2025, Dec 18 01:00

One color, many lines in Altair: plot grouped series with the detail channel and hide the legend

Learn how to plot grouped series in Altair with the detail channel: draw many lines in one color, remove legends, labels, and keep plots clear with replicates.

One color, many lines in Altair: how to draw grouped series without labels

When you plot multiple series in Altair, the canonical example uses the color channel to separate groups. That’s great for comparisons, but not ideal when you want many overlapping lines to share a single style, for example, simulation replicates of the same model where the legend and color palette add noise rather than value.

Here is the typical setup that assigns a different color per group:

import altair as al
from vega_datasets import data as vds
df_input = vds.stocks()
al.Chart(df_input).mark_line().encode(
    x='date:T',
    y='price:Q',
    color='symbol:N',
)

This produces separate colors for each line and includes labels in the legend.

What’s really happening

The color channel encodes the grouping key into a visual distinction, so each category gets its own hue and the chart generates a legend. If the goal is to plot many series as a single visual cohort while still treating them as distinct lines, color is the wrong channel for the job.

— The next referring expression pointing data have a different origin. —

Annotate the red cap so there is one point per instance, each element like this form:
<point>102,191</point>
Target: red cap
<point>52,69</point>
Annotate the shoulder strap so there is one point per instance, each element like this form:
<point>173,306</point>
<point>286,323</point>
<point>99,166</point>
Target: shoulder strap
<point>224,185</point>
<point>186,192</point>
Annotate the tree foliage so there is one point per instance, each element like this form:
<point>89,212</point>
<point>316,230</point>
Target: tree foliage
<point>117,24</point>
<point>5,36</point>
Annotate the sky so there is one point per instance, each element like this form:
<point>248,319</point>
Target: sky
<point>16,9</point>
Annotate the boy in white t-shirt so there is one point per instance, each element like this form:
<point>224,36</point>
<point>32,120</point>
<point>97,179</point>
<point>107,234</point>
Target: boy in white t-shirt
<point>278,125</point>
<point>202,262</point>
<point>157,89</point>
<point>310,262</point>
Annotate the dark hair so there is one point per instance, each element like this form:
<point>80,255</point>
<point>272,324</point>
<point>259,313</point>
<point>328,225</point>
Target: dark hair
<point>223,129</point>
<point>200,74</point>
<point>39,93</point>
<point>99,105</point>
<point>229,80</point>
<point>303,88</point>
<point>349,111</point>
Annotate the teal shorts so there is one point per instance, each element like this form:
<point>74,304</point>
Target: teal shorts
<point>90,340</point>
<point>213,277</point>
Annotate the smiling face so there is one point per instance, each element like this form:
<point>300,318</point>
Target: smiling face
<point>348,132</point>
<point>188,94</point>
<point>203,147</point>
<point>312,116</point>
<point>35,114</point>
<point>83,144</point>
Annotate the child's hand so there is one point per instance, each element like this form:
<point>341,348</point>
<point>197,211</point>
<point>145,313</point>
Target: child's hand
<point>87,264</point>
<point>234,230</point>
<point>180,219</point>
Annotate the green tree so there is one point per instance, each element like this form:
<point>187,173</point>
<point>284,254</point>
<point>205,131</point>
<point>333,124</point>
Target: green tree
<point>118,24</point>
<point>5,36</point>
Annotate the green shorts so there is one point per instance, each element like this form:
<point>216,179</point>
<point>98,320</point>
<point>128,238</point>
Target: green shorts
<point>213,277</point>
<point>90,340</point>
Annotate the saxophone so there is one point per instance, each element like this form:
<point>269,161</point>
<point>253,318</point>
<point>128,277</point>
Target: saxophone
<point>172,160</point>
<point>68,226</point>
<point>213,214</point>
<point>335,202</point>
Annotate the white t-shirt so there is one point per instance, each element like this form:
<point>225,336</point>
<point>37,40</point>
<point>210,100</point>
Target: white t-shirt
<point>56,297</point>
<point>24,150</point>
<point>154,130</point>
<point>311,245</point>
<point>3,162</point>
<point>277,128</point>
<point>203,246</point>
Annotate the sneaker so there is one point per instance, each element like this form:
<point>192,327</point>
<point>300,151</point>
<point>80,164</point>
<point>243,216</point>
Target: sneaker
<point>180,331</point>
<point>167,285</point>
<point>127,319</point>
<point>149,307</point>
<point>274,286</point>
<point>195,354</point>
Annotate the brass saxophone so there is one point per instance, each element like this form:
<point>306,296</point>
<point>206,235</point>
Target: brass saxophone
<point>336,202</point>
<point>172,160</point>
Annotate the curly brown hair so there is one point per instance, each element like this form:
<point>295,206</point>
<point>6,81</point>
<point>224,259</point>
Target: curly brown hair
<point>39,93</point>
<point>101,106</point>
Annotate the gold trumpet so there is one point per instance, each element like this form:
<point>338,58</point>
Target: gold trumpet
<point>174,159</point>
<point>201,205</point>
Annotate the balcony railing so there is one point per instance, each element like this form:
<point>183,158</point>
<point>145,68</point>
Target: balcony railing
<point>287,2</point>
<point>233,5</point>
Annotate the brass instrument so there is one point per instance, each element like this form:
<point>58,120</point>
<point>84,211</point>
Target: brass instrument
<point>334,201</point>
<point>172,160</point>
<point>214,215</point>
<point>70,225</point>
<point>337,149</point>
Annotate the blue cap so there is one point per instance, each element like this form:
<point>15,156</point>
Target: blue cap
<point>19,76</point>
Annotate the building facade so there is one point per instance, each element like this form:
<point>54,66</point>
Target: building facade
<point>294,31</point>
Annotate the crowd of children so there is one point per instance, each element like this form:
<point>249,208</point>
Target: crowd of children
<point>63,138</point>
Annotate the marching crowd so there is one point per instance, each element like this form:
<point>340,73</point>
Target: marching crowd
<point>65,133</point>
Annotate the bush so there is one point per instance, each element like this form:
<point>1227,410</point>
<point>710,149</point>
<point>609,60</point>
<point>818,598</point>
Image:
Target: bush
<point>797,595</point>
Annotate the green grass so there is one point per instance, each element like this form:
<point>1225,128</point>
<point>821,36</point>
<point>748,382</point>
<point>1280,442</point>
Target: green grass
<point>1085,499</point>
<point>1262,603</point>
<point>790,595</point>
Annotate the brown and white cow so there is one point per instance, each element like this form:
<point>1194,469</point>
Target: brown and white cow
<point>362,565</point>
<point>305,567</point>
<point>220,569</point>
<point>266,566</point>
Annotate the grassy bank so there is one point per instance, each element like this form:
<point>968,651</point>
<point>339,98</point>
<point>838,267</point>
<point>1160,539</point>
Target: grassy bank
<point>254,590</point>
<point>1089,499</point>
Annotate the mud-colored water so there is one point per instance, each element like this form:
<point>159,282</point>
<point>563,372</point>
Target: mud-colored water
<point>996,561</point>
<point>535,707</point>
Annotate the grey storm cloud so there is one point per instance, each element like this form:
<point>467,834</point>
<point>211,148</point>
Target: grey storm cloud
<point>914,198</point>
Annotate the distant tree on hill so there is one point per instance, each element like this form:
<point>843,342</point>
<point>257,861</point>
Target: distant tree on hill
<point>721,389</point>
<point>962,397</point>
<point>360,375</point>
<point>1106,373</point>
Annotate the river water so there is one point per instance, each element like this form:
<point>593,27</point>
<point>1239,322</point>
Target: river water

The right approach: use the detail channel

To draw multiple lines with the same color and ignore their labels, switch from color to detail. The detail channel tells Altair to group the data into separate marks without mapping that grouping to an aesthetic like color. As a result, you get multiple lines, one style, and no legend.

import altair as al
from vega_datasets import data as vds
df_input = vds.stocks()
al.Chart(df_input).mark_line().encode(
    x='date:T',
    y='price:Q',
    detail='symbol:N',
)

This renders all lines in the same color while still drawing one line per group.

Why this matters

When you have many groups—think dozens or hundreds of replicates—color quickly becomes a liability. It overwhelms the reader and forces the chart to juggle an unwieldy legend. Grouping via detail keeps the focus on the overall distribution and dynamics across replicates without introducing unnecessary visual distinctions.

Takeaways

If you need multiple series from the same dataset and don’t want them differentiated by color or labeled, put the grouping field on detail rather than color. You’ll get one line per group, all rendered uniformly, which scales cleanly when the number of groups grows and avoids clutter from legends and palettes.